Stan Winston’s Dinosaurs: Classic Footage of Bringing Extinct Species to Life
Our Adorable Past
Jurassic Park was right on the edge between physical effects and computer animation, and you might, for example, get to a point where you’d hired a ton of talented puppeteers before your visual effects guy introduced you to this new technique where you could make a dinosaur in a computer.
And then, you had to figure out what to do with your puppeteers.
Now, Steven Spielberg didn’t abandon Stan Winston‘s amazing talents for physical effects entirely for Jurassic Park. Many of the CG shots in the movie were created by making CG models that were controlled by puppet versions of animals (that didn’t have to look as screen-perfect as the ones used for shots on location), so the puppeteers could still ply their trade. A lot of the more impressive shots in the movie, including much of the Tyrannosaurus attack on the tour cars and a lot of the velociraptors were done entirely with real animatronic puppets on set. In the case of the Rex, very large animatronic puppets.
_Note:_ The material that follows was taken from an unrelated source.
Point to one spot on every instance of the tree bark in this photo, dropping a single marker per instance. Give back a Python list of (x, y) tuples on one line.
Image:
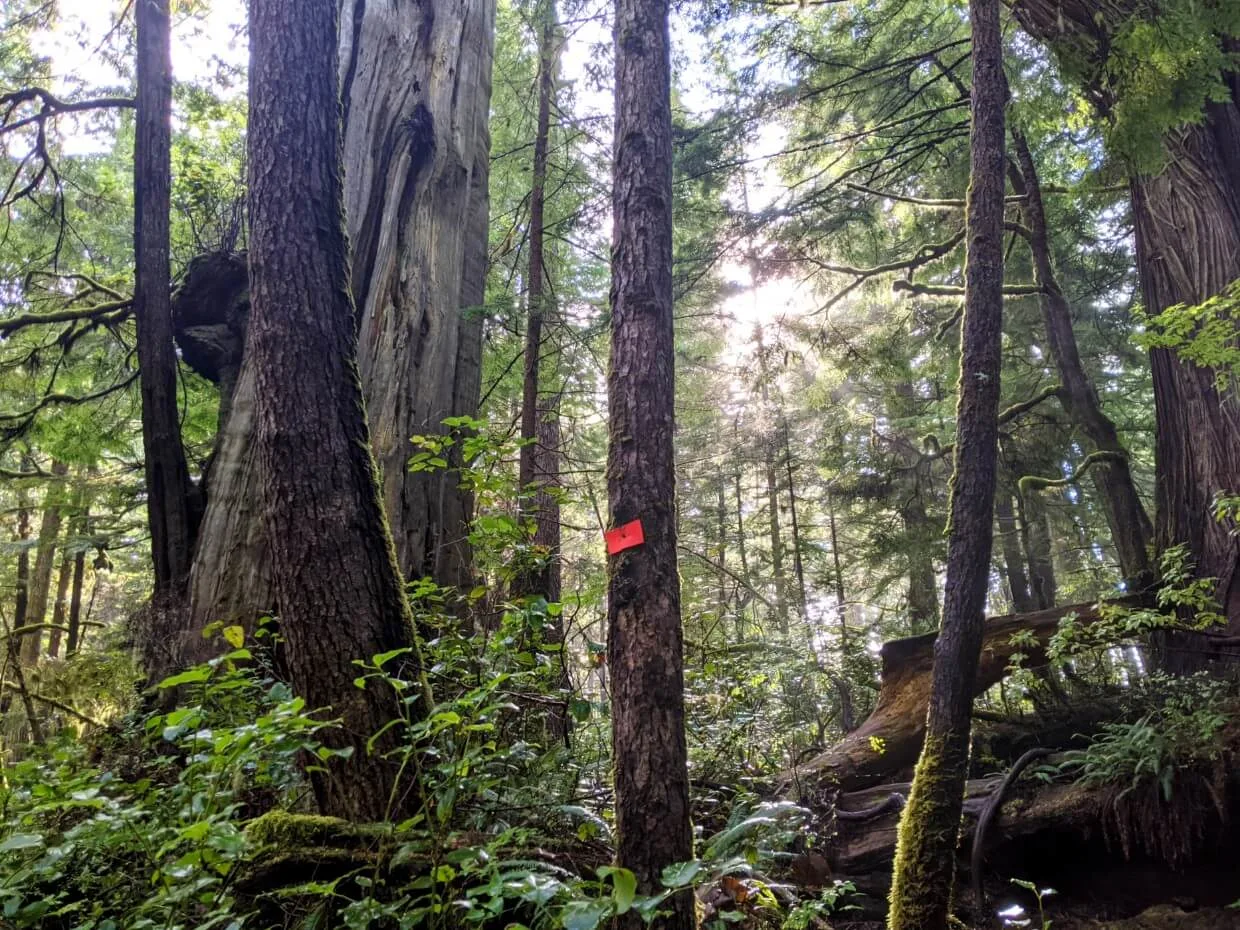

The Rex puppet above was skinned in foam rubber, a material that’s pretty porous, and, as the crew found out during the extended rainy night shoot, absorbs water pretty well. When the rubber got waterlogged, it would get heavier; heavier, in fact, than the hydraulics in the puppet were designed to deal with, and the Rex would come down we a really seriously creepy case of the shakes.
If you’ve ever wanted to see what an epileptic Tyrannosaur would look like, and be really scared of encountering one in the wild, go no further.